Artikel 3.2.3 Sluitingsuur

  • 1.

    Het is verboden een seksinrichting voor bezoekers geopend te hebben en daarin bezoekers toe te laten of te laten verblijven tussen 02.00 uur en 08.00 uur.

  • 2.

    Het bevoegd bestuursorgaan kan door middel van een voorschrift als bedoeld in artikel 1.1.4 voor een afzonderlijke seksinrichting andere sluitingstijden vaststellen.

  • 3.

    Het is bezoekers van een seksinrichting verboden zich daarin te bevinden gedurende de tijd dat die seksinrichting krachtens het eerste lid of tweede lid, dan wel krachtens artikel 3.2.4, eerste lid, gesloten dient te zijn.

  • 4.

    Het in het eerste, tweede en derde lid bepaalde geldt niet voor zover de op de Wet milieubeheer gebaseerde voorschriften van toepassing zijn.

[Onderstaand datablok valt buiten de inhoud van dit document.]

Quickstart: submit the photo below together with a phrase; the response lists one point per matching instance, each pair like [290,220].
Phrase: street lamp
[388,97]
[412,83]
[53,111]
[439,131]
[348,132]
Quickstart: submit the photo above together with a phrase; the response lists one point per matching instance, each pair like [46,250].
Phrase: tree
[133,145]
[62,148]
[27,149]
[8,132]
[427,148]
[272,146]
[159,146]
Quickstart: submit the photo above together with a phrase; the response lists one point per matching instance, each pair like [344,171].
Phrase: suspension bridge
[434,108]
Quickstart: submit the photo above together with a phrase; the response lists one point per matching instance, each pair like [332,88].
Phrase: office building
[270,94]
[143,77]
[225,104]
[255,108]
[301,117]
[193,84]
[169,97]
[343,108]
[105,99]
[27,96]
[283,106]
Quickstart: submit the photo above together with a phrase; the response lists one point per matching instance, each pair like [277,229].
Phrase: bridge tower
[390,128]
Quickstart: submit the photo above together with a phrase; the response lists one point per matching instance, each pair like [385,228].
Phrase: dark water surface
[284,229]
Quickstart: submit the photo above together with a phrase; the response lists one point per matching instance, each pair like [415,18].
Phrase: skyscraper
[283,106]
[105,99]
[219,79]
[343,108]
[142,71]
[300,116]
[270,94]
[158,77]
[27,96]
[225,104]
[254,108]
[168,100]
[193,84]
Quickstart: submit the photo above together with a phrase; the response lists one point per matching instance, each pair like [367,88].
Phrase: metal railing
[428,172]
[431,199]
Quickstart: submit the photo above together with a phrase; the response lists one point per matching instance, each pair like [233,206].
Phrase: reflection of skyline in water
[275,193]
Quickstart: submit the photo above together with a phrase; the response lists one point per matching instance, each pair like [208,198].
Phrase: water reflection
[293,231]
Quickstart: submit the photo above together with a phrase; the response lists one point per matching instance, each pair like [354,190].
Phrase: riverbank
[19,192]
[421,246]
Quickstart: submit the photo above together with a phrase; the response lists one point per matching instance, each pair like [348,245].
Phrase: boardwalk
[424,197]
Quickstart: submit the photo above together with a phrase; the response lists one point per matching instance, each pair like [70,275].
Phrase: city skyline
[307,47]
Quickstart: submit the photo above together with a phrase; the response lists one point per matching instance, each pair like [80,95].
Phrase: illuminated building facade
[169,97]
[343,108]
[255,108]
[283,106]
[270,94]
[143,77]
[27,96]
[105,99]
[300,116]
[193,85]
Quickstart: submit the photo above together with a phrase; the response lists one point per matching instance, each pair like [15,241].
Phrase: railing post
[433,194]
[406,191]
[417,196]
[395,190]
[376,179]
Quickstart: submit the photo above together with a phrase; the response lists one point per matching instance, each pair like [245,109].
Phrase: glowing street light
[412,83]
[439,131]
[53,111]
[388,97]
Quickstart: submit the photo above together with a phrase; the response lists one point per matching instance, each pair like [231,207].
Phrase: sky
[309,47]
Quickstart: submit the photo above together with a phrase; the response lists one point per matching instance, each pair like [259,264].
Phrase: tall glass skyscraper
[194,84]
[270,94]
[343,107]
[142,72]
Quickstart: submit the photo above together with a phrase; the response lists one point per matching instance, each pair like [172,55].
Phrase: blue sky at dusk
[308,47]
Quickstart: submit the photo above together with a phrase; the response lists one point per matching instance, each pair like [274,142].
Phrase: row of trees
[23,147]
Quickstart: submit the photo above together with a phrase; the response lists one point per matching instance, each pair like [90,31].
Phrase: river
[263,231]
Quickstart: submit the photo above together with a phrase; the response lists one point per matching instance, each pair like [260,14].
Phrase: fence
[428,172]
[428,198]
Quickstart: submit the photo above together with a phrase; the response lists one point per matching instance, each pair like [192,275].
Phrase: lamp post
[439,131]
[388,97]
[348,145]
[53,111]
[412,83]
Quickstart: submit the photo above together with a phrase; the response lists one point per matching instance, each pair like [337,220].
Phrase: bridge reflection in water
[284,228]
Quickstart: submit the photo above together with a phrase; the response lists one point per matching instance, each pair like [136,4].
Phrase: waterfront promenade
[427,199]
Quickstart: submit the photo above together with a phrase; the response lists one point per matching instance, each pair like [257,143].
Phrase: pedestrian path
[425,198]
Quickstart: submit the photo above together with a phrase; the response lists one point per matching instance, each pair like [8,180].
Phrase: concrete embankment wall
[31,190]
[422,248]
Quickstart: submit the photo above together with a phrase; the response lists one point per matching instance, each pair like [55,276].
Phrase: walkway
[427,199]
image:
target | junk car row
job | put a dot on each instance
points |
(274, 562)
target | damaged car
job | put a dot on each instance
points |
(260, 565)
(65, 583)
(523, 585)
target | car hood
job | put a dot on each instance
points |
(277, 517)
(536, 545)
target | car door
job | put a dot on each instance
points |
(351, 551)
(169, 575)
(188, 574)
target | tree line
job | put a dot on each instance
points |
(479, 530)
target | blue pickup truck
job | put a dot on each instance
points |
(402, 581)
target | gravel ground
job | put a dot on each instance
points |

Artikel 3.2.4 Tijdelijke afwijking sluitingsuur; (tijdelijke) sluiting

  • 1.

    Met het oog op de in artikel 3.3.2, tweede lid, genoemde belangen of in geval van strijdigheid met de bepalingen in dit hoofdstuk kan het bevoegd bestuursorgaan:

    • a.

      tijdelijk andere dan de krachtens artikel 3.2.3, eerste of tweede lid, geldende sluitingsuren vaststellen;

    • b.

      van een afzonderlijke seksinrichting al dan niet tijdelijk de gedeeltelijke of algehele sluiting bevelen.

  • 2.

    Onverminderd het bepaalde in artikel 3:41 van de Algemene wet bestuursrecht, maakt het bevoegd bestuursorgaan het in het eerste lid bedoelde besluit openbaar bekend overeenkomstig artikel 3:42 van de Algemene wet bestuursrecht.

Artikel 3.2.5 Aanwezigheid van en toezicht door exploitant en beheerder

  • 1.

    Het is verboden een seksinrichting voor bezoekers geopend te hebben, zonder dat de ingevolge artikel 3.2.1 op de vergunning vermelde exploitant of beheerder in de seksinrichting aanwezig is.

  • 2.

    De exploitant en/of de beheerder zien er voortdurend op toe dat in de seksinrichting:

    • a.

      geen strafbare feiten plaatsvinden, waaronder in ieder geval de feiten genoemd in de titels XIV (misdrijven tegen de zeden), XVIII (misdrijven tegen depersoonlijke vrijheid), XX (mishandeling), XXII (diefstal) en XXX (heling) van het Tweede Boek van het Wetboek van Strafrecht, in de Opiumwet en in de Wet wapens en munitie; en

    • b.

      geen prostitutie wordt uitgeoefend door personen in strijd met het bij of krachtens de Wet arbeid vreemdelingen of de Vreemdelingenwet bepaalde.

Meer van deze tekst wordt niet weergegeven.